How Not To Trade The Bear

There is no trading the bear market, forget trading entirely.

You need a completely different mindset, that could not be any further from that of a daytrader’s.

To thrive in the bear, you need to learn

  • position initiation
  • location of check points
  • hedging

If you look back the last 2 posts, you already have a good idea for where to initiate holdings: as close as possible to Mr. Maroon, but a cross beyond E32, sometimes even an approach would do nicely.

I would suggest scaling in to try to obtain the best average price and your required size.

Now comes the roller coaster.

You need to have and to hold shorts accumulated and with the wave structure in mind, you sit back and wait. Wait for check point 2 and check point 3.

Once the price is comfortable at CP2, you can bring your stop loss down to the top of CP1, or alternatively you could have a counter long – hedge initiated at that level with a smart trail stop this is the bear-roller-coaster-hedge option.

Once the price gets comfortable with the CP3 zone, you can move your stop / hedge long stop to the top of CP zone 2.

Consider lightening up on your shorts in the CO zone 3 if price made it there.
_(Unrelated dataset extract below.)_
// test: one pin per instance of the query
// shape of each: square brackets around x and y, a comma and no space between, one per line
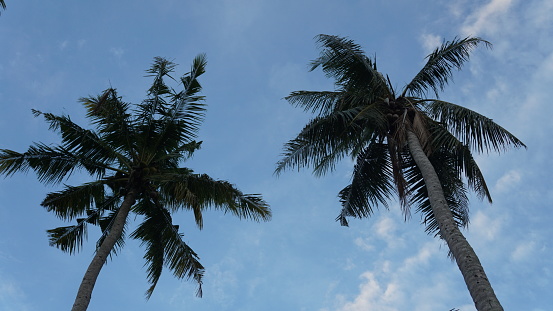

Scale out, just like you scaled id.

The levels are at certain displacements calculated from there is a threat of the Market Breaking away from its shadow (magenta line, white highlights)

CP1 top: Low[i]-FSize/1.5*Point-300*Point

CP2 top: Low[i]-FSize/1.5*Point-760*Point

CP3 top: Low[i]-FSize/1.5*Point-1120*Point

Each and every zone is 20 pips wide. FSize is 32 pips

Sh/As stands for Short/Add to Short (you may increase your size at these levels)

the shadow-separation line is: OverDriveCover[i]=E32[i]-FMax*Point

FMax (fluctuation maximum) is 6/5th of FSize

Where to from here? Back to the Eagle Nest of the Market Makers, Mr. Maroon himself.

Wave structure below

In conclusion, you don’t open naked longs unless price is well into CP3.